In 1993, Black 47 changed Irish-American music irrevocably when it burst onto MTV with its hit single, "Funky Ceili." Taking its name from the darkest year of the Irish Potato Famine, the band's music, though often based on traditional melodies, is laced with rock, reggae, hip-hop, New Orleans second line, and modern jazz, while songwriter Larry Kirwan uses influences as varied as Yeats, Joyce, and Dylan to fashion his dramatic, cutting-edge lyrics. Long involved in the Irish Civil Rights Movement, Kirwin formed Black 47 in 1989 to give voice to ideas of freedom and cultural renewal.
Black 47 earned its chops playing the pub scene in Manhattan, where its packed performances led to intense media attention. The group was propelled into mainstream consciousness when it recorded Fire of Freedom (1993) and Home of the Brave (1994) for EMI Records. Since then, the group has appeared on virtually every major U.S. TV show, including Leno, Letterman, and O'Brien, and has been profiled by Time, People, Entertainment Weekly, The New York Times, The Washington Post, and USA Today.
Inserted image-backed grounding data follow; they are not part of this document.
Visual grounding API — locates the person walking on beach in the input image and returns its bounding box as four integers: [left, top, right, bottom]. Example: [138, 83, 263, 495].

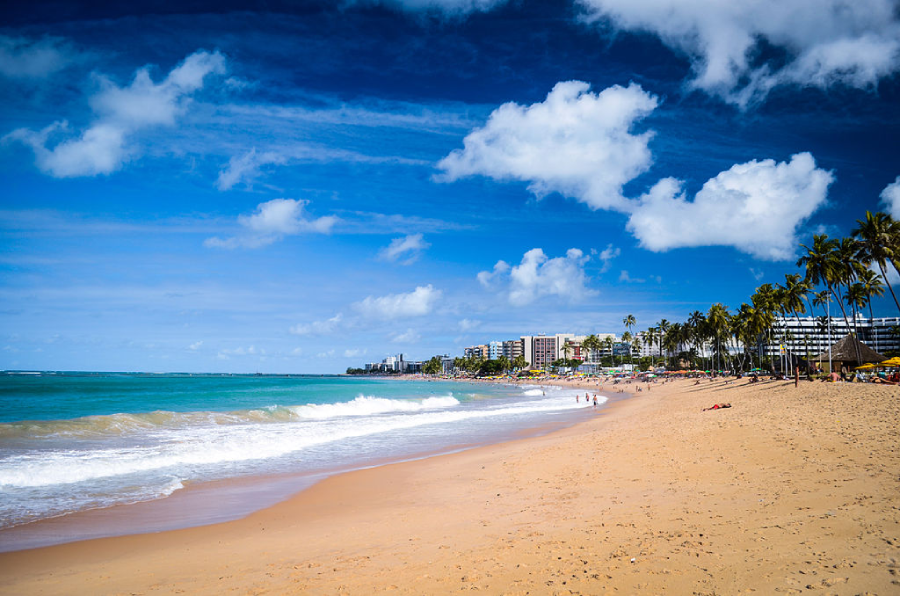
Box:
[592, 395, 598, 407]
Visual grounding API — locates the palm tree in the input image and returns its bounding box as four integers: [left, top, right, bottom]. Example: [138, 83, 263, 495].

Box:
[844, 283, 868, 345]
[798, 234, 861, 364]
[687, 310, 707, 370]
[621, 330, 633, 369]
[644, 327, 657, 362]
[858, 268, 886, 351]
[707, 303, 730, 372]
[581, 334, 601, 367]
[561, 340, 572, 363]
[781, 273, 812, 372]
[657, 319, 670, 364]
[623, 314, 636, 336]
[853, 211, 900, 313]
[603, 336, 614, 367]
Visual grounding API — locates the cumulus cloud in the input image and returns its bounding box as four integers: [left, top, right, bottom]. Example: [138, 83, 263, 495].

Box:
[354, 285, 441, 319]
[5, 50, 225, 177]
[216, 148, 288, 191]
[377, 233, 431, 264]
[879, 175, 900, 220]
[343, 348, 367, 358]
[476, 260, 510, 288]
[626, 153, 834, 260]
[481, 248, 595, 306]
[437, 81, 658, 211]
[290, 313, 344, 336]
[578, 0, 900, 106]
[0, 35, 77, 79]
[205, 198, 338, 249]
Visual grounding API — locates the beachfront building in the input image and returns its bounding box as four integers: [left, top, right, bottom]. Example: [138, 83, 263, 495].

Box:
[501, 339, 523, 360]
[765, 316, 900, 359]
[521, 335, 558, 369]
[488, 341, 503, 360]
[464, 344, 489, 359]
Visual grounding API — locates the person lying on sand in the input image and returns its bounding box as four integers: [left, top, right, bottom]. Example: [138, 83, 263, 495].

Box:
[702, 403, 732, 411]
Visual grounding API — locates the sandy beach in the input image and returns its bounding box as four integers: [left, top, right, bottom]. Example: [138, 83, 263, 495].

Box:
[1, 377, 898, 595]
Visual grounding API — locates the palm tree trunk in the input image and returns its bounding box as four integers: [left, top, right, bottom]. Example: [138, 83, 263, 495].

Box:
[881, 261, 900, 314]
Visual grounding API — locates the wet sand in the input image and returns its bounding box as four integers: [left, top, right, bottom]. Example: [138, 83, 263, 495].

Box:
[1, 377, 898, 594]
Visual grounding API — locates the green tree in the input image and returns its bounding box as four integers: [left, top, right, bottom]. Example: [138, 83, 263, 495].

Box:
[423, 356, 443, 375]
[581, 334, 601, 367]
[781, 273, 812, 372]
[858, 268, 886, 352]
[798, 234, 861, 364]
[853, 211, 900, 314]
[707, 303, 730, 372]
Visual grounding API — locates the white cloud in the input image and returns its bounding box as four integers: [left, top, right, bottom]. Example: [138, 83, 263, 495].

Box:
[217, 345, 260, 360]
[879, 175, 900, 220]
[290, 313, 344, 336]
[619, 269, 661, 284]
[5, 50, 225, 177]
[626, 152, 834, 261]
[437, 81, 658, 211]
[458, 318, 480, 331]
[482, 248, 595, 306]
[597, 244, 620, 273]
[391, 328, 421, 343]
[216, 148, 288, 191]
[205, 198, 338, 249]
[354, 285, 441, 319]
[344, 348, 367, 358]
[188, 341, 203, 350]
[377, 233, 431, 264]
[578, 0, 900, 106]
[0, 35, 76, 79]
[476, 260, 510, 288]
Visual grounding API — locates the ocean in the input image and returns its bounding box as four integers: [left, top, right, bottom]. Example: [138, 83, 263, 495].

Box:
[0, 372, 605, 550]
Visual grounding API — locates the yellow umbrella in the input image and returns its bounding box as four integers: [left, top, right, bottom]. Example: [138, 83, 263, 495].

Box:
[855, 363, 876, 370]
[879, 357, 900, 366]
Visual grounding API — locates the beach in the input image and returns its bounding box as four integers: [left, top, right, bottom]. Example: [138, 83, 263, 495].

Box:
[1, 377, 898, 595]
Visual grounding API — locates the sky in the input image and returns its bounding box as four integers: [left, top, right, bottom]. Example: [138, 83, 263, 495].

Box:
[1, 0, 899, 373]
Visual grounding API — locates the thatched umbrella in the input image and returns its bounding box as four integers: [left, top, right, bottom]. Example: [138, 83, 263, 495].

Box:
[815, 334, 884, 368]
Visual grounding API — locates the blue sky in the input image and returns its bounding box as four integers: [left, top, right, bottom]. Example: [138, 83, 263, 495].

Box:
[2, 0, 899, 373]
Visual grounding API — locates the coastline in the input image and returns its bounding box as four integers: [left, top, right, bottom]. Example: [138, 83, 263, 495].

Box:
[0, 377, 610, 552]
[2, 377, 898, 594]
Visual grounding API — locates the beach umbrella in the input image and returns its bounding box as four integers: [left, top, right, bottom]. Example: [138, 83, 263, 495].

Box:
[855, 363, 876, 370]
[879, 357, 900, 366]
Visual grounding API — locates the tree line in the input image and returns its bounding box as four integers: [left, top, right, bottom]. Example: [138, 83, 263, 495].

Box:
[630, 210, 900, 373]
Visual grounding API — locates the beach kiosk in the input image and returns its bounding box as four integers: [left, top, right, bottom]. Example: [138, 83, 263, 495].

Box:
[814, 334, 884, 375]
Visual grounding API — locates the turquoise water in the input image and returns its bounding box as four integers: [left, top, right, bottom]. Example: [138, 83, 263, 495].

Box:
[0, 372, 603, 550]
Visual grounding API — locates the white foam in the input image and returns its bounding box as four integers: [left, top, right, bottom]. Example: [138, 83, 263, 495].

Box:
[287, 394, 459, 419]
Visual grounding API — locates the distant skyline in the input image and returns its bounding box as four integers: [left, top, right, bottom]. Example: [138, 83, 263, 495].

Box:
[2, 0, 899, 373]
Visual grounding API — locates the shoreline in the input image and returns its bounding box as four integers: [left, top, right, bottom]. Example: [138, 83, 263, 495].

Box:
[2, 377, 898, 594]
[0, 378, 620, 553]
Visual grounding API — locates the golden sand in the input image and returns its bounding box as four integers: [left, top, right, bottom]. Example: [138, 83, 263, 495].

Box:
[1, 378, 898, 595]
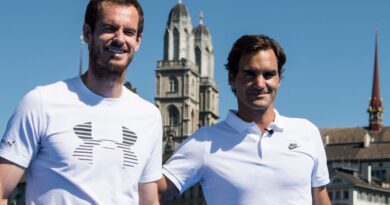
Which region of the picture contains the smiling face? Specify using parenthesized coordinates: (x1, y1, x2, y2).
(84, 2, 142, 80)
(230, 49, 280, 117)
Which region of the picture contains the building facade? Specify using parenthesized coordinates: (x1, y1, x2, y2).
(155, 0, 219, 157)
(156, 1, 218, 204)
(321, 32, 390, 205)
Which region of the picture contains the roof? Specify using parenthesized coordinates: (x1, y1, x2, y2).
(325, 142, 390, 160)
(321, 127, 390, 144)
(193, 24, 209, 36)
(330, 170, 390, 193)
(168, 3, 190, 23)
(320, 127, 390, 160)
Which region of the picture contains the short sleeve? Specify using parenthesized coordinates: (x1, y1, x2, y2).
(139, 111, 163, 183)
(162, 128, 207, 193)
(0, 88, 44, 168)
(310, 124, 330, 187)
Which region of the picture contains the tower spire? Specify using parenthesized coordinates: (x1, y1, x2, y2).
(79, 34, 84, 76)
(368, 30, 383, 131)
(199, 11, 204, 25)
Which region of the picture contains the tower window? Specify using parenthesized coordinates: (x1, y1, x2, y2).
(195, 46, 201, 73)
(168, 106, 179, 126)
(173, 28, 179, 60)
(169, 76, 178, 93)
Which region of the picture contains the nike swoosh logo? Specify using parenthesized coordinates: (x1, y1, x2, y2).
(288, 143, 299, 150)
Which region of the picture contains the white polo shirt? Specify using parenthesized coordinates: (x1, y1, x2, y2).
(163, 110, 329, 205)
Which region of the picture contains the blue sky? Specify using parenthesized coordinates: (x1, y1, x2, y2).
(1, 0, 389, 135)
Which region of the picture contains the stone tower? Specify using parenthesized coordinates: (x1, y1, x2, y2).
(155, 1, 219, 156)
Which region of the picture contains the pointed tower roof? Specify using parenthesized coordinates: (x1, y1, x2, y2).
(167, 0, 190, 23)
(370, 31, 382, 108)
(368, 30, 384, 131)
(193, 11, 210, 36)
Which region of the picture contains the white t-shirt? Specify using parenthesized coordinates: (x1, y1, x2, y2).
(163, 110, 329, 205)
(0, 77, 162, 205)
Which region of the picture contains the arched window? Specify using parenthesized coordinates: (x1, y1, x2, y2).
(169, 76, 178, 93)
(168, 106, 179, 126)
(173, 28, 179, 60)
(195, 47, 201, 72)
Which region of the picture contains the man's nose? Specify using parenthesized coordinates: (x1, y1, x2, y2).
(112, 30, 125, 46)
(254, 75, 266, 88)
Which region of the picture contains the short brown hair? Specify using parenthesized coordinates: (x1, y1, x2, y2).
(84, 0, 144, 38)
(225, 34, 286, 78)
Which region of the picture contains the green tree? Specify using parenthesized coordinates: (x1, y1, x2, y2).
(124, 81, 137, 93)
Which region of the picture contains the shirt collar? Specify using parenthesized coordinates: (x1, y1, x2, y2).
(225, 109, 284, 134)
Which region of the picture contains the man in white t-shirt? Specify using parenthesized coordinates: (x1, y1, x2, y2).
(0, 0, 161, 204)
(158, 35, 332, 205)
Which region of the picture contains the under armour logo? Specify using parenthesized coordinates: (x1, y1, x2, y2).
(72, 122, 138, 168)
(288, 143, 299, 150)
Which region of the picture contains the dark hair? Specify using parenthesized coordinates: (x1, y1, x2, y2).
(84, 0, 144, 38)
(225, 34, 286, 78)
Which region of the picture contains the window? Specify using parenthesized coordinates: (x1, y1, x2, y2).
(362, 192, 367, 200)
(335, 191, 341, 200)
(169, 76, 178, 93)
(368, 193, 372, 201)
(195, 46, 201, 72)
(173, 28, 179, 60)
(168, 106, 179, 126)
(343, 191, 349, 199)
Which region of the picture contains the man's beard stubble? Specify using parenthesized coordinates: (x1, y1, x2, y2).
(88, 40, 134, 82)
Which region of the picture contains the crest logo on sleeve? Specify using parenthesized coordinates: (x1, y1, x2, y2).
(0, 138, 15, 147)
(72, 122, 138, 168)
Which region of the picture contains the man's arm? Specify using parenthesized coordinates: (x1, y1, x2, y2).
(0, 158, 25, 202)
(139, 181, 160, 205)
(312, 186, 331, 205)
(157, 175, 180, 202)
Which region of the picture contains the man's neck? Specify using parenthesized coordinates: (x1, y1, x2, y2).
(236, 106, 275, 132)
(81, 71, 124, 98)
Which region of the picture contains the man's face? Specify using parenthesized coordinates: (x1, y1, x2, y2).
(229, 49, 280, 113)
(84, 3, 142, 80)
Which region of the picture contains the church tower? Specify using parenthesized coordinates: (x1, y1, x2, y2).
(155, 1, 219, 155)
(368, 31, 383, 131)
(193, 11, 219, 127)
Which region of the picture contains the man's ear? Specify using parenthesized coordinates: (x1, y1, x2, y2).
(228, 72, 235, 89)
(134, 33, 142, 52)
(83, 24, 92, 45)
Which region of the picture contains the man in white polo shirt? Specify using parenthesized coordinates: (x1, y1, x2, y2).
(158, 34, 331, 205)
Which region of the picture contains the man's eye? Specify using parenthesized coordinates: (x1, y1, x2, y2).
(243, 72, 256, 78)
(124, 30, 136, 36)
(263, 71, 277, 79)
(103, 26, 116, 32)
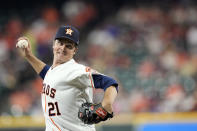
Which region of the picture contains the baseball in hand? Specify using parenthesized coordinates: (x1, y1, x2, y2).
(17, 39, 28, 48)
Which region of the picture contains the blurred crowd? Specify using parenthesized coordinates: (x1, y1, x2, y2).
(1, 0, 197, 116)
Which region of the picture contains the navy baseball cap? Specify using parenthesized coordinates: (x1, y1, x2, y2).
(54, 25, 79, 45)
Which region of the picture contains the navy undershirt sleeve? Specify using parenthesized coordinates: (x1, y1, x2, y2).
(92, 74, 118, 92)
(39, 65, 50, 79)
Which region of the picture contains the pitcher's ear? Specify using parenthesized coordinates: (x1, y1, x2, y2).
(74, 47, 78, 54)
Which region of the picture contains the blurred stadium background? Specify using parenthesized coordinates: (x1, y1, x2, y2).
(1, 0, 197, 130)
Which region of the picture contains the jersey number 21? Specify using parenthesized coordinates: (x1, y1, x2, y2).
(48, 102, 61, 116)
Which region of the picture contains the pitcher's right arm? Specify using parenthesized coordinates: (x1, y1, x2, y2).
(16, 37, 46, 74)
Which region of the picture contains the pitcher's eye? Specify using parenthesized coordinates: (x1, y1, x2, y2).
(65, 44, 74, 49)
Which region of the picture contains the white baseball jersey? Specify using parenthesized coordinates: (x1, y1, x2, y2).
(41, 59, 96, 131)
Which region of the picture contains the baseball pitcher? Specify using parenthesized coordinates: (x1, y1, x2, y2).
(16, 25, 118, 131)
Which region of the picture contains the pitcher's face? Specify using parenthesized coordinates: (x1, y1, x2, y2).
(53, 39, 77, 64)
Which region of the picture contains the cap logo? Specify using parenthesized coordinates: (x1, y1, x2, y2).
(65, 28, 73, 36)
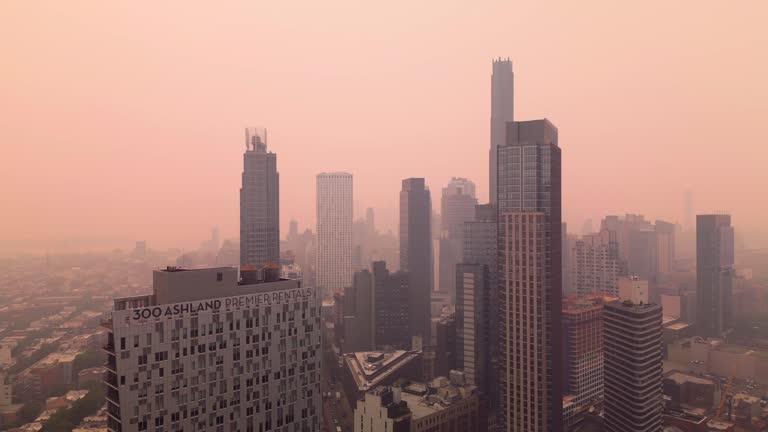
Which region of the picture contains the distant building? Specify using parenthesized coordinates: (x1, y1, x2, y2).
(696, 214, 734, 338)
(489, 58, 514, 204)
(400, 179, 432, 345)
(343, 269, 375, 352)
(438, 178, 477, 300)
(372, 261, 410, 349)
(316, 172, 354, 299)
(240, 127, 280, 268)
(572, 230, 620, 298)
(103, 267, 321, 432)
(603, 299, 663, 432)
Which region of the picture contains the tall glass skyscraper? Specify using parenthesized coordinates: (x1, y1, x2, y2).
(239, 127, 279, 268)
(497, 119, 563, 431)
(490, 58, 514, 204)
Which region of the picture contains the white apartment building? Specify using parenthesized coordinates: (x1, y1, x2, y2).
(104, 267, 322, 432)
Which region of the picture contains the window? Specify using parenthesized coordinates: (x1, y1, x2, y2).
(217, 272, 223, 282)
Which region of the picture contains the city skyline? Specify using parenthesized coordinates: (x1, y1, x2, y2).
(3, 1, 768, 254)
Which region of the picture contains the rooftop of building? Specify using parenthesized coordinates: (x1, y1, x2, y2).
(562, 295, 617, 313)
(664, 322, 692, 331)
(113, 266, 304, 310)
(607, 299, 661, 312)
(344, 349, 421, 391)
(663, 408, 708, 425)
(397, 373, 478, 420)
(664, 371, 714, 386)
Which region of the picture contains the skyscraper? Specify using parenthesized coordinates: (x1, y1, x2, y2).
(439, 177, 477, 300)
(240, 127, 279, 268)
(316, 172, 353, 299)
(603, 299, 663, 432)
(497, 119, 563, 431)
(696, 214, 734, 338)
(490, 58, 514, 204)
(400, 178, 433, 345)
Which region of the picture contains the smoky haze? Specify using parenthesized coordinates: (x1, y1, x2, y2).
(2, 1, 768, 254)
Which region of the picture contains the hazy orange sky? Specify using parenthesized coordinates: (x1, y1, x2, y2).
(2, 1, 767, 254)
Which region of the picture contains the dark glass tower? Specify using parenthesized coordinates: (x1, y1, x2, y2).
(696, 214, 734, 338)
(240, 128, 279, 268)
(497, 119, 562, 431)
(372, 261, 410, 349)
(399, 178, 433, 345)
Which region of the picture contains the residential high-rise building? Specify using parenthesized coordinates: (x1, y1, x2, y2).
(316, 172, 353, 299)
(603, 299, 663, 432)
(240, 127, 280, 268)
(562, 296, 609, 428)
(373, 261, 410, 349)
(490, 58, 514, 204)
(104, 267, 321, 432)
(456, 263, 490, 394)
(497, 119, 563, 431)
(696, 214, 734, 338)
(400, 178, 432, 345)
(572, 230, 620, 298)
(439, 177, 477, 300)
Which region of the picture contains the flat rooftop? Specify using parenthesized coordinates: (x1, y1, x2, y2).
(399, 378, 476, 420)
(345, 350, 420, 391)
(665, 322, 692, 331)
(665, 371, 714, 386)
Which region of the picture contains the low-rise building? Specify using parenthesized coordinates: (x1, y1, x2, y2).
(663, 371, 716, 409)
(354, 372, 483, 432)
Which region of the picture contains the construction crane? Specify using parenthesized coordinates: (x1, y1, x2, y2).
(716, 368, 737, 420)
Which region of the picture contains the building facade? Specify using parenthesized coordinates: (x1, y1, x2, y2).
(104, 267, 321, 432)
(696, 214, 734, 338)
(240, 128, 280, 268)
(603, 300, 663, 432)
(561, 296, 609, 427)
(497, 119, 563, 431)
(399, 178, 432, 345)
(316, 172, 353, 300)
(455, 263, 489, 395)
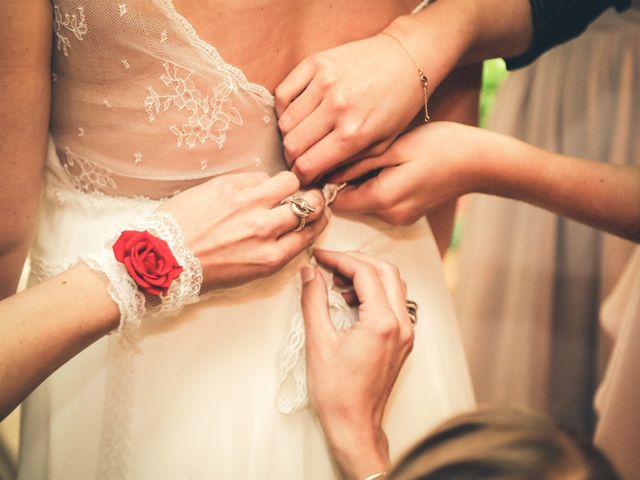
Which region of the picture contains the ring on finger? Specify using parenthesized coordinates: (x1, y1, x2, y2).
(281, 196, 316, 231)
(293, 216, 306, 232)
(406, 299, 418, 326)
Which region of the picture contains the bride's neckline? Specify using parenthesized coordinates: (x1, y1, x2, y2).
(161, 0, 276, 106)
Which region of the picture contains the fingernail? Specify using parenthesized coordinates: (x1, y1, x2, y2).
(301, 265, 315, 284)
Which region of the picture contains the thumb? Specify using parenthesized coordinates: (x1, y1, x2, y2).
(300, 265, 335, 343)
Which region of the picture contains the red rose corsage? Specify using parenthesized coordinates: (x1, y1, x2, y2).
(112, 230, 183, 296)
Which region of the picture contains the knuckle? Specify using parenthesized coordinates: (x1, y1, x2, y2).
(235, 192, 251, 207)
(274, 84, 287, 104)
(251, 214, 272, 239)
(375, 319, 399, 339)
(383, 207, 410, 227)
(328, 90, 349, 112)
(294, 156, 313, 178)
(337, 121, 365, 146)
(283, 134, 301, 158)
(403, 327, 416, 350)
(316, 69, 336, 89)
(262, 246, 286, 270)
(278, 113, 290, 133)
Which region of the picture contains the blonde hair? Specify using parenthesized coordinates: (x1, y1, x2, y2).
(388, 407, 618, 480)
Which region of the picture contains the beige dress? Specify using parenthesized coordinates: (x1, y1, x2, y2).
(455, 6, 640, 435)
(594, 247, 640, 479)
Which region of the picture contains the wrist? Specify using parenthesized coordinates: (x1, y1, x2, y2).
(320, 414, 390, 480)
(383, 2, 476, 89)
(470, 130, 539, 199)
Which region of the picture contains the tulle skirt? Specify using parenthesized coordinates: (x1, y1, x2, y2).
(18, 143, 474, 479)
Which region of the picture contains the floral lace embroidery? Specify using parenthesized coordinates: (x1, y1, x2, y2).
(62, 147, 118, 193)
(53, 3, 88, 56)
(144, 62, 243, 150)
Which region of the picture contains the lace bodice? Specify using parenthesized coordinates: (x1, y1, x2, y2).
(51, 0, 285, 198)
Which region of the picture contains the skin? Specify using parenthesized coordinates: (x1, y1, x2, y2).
(331, 122, 640, 243)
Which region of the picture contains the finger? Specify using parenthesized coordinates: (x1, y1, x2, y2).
(269, 189, 327, 237)
(247, 171, 301, 208)
(282, 102, 334, 166)
(275, 58, 317, 117)
(330, 175, 387, 214)
(291, 127, 366, 186)
(329, 154, 396, 184)
(278, 75, 325, 135)
(300, 265, 337, 343)
(345, 251, 408, 326)
(275, 211, 329, 260)
(313, 249, 391, 314)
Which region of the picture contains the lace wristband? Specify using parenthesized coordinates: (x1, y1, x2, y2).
(84, 211, 203, 332)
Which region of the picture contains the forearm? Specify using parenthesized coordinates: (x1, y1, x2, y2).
(319, 415, 390, 480)
(0, 263, 119, 419)
(383, 0, 532, 93)
(474, 132, 640, 242)
(0, 0, 52, 297)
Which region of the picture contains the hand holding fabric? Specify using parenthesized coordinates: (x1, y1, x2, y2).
(301, 249, 415, 480)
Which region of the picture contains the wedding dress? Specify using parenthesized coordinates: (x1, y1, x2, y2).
(18, 1, 474, 478)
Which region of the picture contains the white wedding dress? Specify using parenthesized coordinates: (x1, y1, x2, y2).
(18, 1, 474, 478)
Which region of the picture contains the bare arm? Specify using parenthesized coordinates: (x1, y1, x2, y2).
(474, 128, 640, 242)
(0, 1, 52, 298)
(0, 264, 119, 420)
(332, 123, 640, 243)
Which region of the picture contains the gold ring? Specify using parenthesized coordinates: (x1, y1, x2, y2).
(406, 299, 418, 326)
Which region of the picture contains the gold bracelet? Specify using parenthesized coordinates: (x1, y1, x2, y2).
(380, 32, 430, 123)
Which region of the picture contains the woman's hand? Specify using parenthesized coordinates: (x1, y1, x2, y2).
(275, 33, 426, 186)
(330, 122, 484, 226)
(301, 249, 415, 480)
(159, 171, 329, 293)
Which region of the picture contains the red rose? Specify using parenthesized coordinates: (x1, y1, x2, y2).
(112, 230, 183, 296)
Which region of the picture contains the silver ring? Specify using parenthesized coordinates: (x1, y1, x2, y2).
(293, 216, 306, 232)
(406, 299, 418, 326)
(281, 196, 316, 231)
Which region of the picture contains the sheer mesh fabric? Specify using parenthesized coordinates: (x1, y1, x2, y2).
(51, 0, 286, 199)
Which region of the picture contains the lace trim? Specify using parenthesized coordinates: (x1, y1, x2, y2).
(84, 249, 147, 332)
(160, 0, 275, 106)
(276, 274, 357, 414)
(128, 211, 203, 317)
(83, 212, 203, 332)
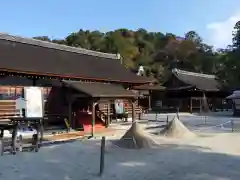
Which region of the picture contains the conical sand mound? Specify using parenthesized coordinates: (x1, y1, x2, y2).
(161, 116, 195, 138)
(116, 123, 157, 149)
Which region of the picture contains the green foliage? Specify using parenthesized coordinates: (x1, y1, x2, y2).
(34, 24, 240, 87)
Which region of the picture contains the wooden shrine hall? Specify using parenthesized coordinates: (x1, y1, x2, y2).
(46, 80, 138, 135)
(151, 68, 230, 112)
(131, 83, 165, 112)
(0, 33, 152, 154)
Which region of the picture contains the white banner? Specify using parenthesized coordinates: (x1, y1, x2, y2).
(25, 87, 43, 118)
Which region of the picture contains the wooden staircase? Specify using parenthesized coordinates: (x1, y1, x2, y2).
(98, 100, 143, 121)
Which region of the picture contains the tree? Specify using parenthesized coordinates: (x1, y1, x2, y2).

Kirwan's songs have also been used in political science and history courses in hundreds of colleges and high schools, where Kirwan is often a guest lecturer.
Through years of relentless touring, Black 47's signature eclectic sound, socially conscious lyrics, and exciting concerts have paved the way for other Irish influenced bands such as Flogging Molly and the Dropkick Murphys. After 2008's Iraq and 2010's Bankers & Gangsters, the band is currently celebrating its 21st year on the road with its latest compilation CD, Funky Ceili - The Party Songs, released in February 2011.